Starting in January, Amazon will begin charging Tennessee customers sales tax for the first time. And while the online retail giant has been posting huge sales figures in recent quarters, the estimates for what the company will bring Tennessee is a little less eye-popping.
State government has been missing out on an estimated $400 million a year in sales tax revenue from online purchases. But University of Tennessee economist Bill Fox says only a fraction of the missing money is a result of the industry leader.
“So as important as Amazon is, there are a lot of other e-commerce sales out there.”
In fact, many transactions made through Amazon.com are really with some of the – according to Fox’s research – 2 million mom-and-pop web retailers who use the site to sell their goods. Those firms and perhaps millions of others still won’t have to charge taxes if they’re located outside the state.

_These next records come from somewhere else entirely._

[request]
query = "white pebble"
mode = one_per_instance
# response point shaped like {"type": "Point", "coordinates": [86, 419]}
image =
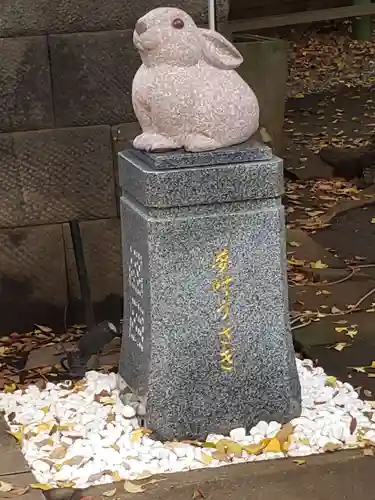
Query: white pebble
{"type": "Point", "coordinates": [128, 411]}
{"type": "Point", "coordinates": [238, 434]}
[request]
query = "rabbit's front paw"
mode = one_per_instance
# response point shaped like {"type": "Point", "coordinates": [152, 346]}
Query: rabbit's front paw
{"type": "Point", "coordinates": [196, 143]}
{"type": "Point", "coordinates": [154, 142]}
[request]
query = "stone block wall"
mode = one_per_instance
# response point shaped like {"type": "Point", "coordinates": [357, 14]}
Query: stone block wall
{"type": "Point", "coordinates": [66, 69]}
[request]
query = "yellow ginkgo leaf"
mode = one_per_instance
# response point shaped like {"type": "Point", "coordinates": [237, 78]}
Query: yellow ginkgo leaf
{"type": "Point", "coordinates": [5, 487]}
{"type": "Point", "coordinates": [340, 329]}
{"type": "Point", "coordinates": [206, 459]}
{"type": "Point", "coordinates": [358, 369]}
{"type": "Point", "coordinates": [109, 493]}
{"type": "Point", "coordinates": [318, 265]}
{"type": "Point", "coordinates": [229, 446]}
{"type": "Point", "coordinates": [351, 333]}
{"type": "Point", "coordinates": [295, 262]}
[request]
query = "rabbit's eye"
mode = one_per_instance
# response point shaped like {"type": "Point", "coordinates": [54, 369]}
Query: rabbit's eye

State accountants estimated in 2012 Tennessee was missing roughly $23 million in sales tax from Amazon purchases. That figure presumably has gone up as the company’s sales have grown by double digits in many quarters.
Amazon has been operating under an exemption negotiated after it started building warehouses in Tennessee several years ago. Similar arrangements with other states have been expiring in recent months.
Congress has been considering the Marketplace Fairness Act, which would allow states to compel retailers to charge sales tax, no matter where they’re located.
GOVERNOR SAYS REVENUE SORELY NEEDED
Governor Bill Haslam says Amazon tax revenue will make a big difference, as his administration writes its next budget.
“Obviously, it’s a big deal, we have a tight budget and I think a lot of people see that as a new tax. But what I try to remind a lot of people is the items being bought from Amazon, they were buying from a local store before.”
Total revenue collections for the fiscal year to date have missed their budget estimates by more than $100 million. Despite that, the Governor is defending cuts in food and estate taxes enacted by the General Assembly.
WPLN’s Bradley George contributed to this story.